Deeply influenced by Cassady's spontaneous prose in the letter, Kerouac tried to emulate his style when he re-visited On the Road. The author would later claim that if the letter hadn't been lost, Cassady would have secured a place as a major literary voice.

"It was the greatest piece of writing I ever saw, better'n anybody in America, or at least enough to make Melville, Twain, Dreiser, Wolfe, I dunno who, spin in their graves," Kerouac said to an interviewer with The Paris Review in 1968.

How the letter was lost - and found again - brings in another famous Beat: Allen Ginsberg. Kerouac lent the letter to the poet, who in turn lent it to a friend who lived on a houseboat in northern California. Ginsberg's friend reported the letter as lost, assuming it blew off the boat and into the water.

"It was my property, a letter to me, so Allen shouldn't have been so careless with it, nor the guy on the houseboat," Kerouac continued in the same Paris Review interview.

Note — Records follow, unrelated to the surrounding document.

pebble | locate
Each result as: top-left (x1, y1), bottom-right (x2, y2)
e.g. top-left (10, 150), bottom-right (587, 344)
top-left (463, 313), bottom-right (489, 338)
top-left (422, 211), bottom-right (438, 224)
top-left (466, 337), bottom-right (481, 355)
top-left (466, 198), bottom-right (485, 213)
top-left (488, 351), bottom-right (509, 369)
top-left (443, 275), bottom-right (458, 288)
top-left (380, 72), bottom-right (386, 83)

The letter, however, was not lost on the houseboat. Ginsberg's friend eventually found the letter again and gave it back to the poet. Ginsberg then sent the letter to the Golden Goose Press in San Francisco for their consideration for publication. There, it lingered - unopened - for years until the press closed down. The Golden Goose intended to trash its unopened submissions but a thoughtful owner of a small record label that shared their office asked to take them home instead. Once again, the submissions lingered in limbo for years until the daughter of the record label owner found the letter after he died. She, in turn, is submitting the letter for auction.

The Joan Anderson Letter - so-named for a girlfriend of Neil Cassady's mentioned in the letter - will be offered by Profiles in History on December 17.